I feel like I'm turning into some kind of old woman. I don't consider myself fully grown and I don't always act in the most mature ways, but I definitely am going through something in which I have no patience at all for young-acting people and ignorance. It's really unattractive to think of oneself as better than anyone else, but it's been a struggle not to lately. I've been surrounded by people who are just ignorant, seemingly on all levels. Not using proper English and thinking it's okay...being loud, obnoxious, and making it painfully obvious to everyone within earshot that you're trifling and ghetto. I'm just annoyed to the fullest extent by it. I shouldn't have to tell someone who's 28 years old that the word is "memorable," not "rememerable." (yeah, that's right...no b). Nobody in their 30s should be screaming at me across a warehouse, asking for "oinkment" because they cut their finger and it burns. Ointment or not, that's what happens when you cut flesh...it stings and burns. These people have graduated high school and are in college...why do they think this is okay? I'm just thoroughly sick of it all.

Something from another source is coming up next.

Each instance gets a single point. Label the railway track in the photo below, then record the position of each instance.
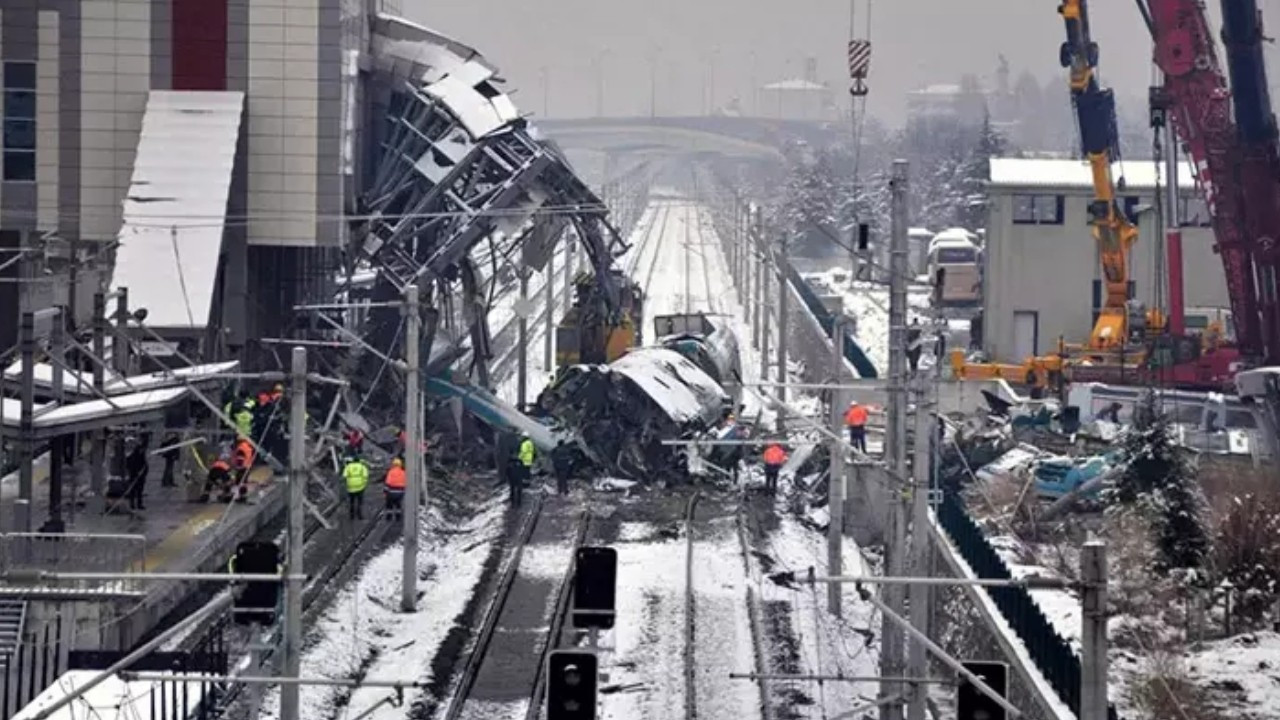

Unfortunately, I have what I believe to be a stye forming on the inner corner of my left eyelid. This afternoon at work, it just suddenly appeared. It began by swelling and I noticed my eyelid thickening. My eyes have been itching and creating a steady flow of pus and crust since the first of the year. Was this what it was working up to? The bump is now really tender to the touch and it's beginning to border on painful when I blink. I'm so unimpressed. It's really ugly too.
I've got a lot of things on my plate right now. I move into my new apartment on the 1st of February, I have some doctors appointments coming up for some check-ups, it's tax time, I've got some important decisions to make regarding my finances, still applying to better jobs, praying for my father and his health, my mother and her patience and sanity because of my father and his health, and my brother and his fast-approaching leap into fatherhood. Shanee is marvelous about helping me keep my head on straight.
Exhaustion has taken over, more tomorrow possibly!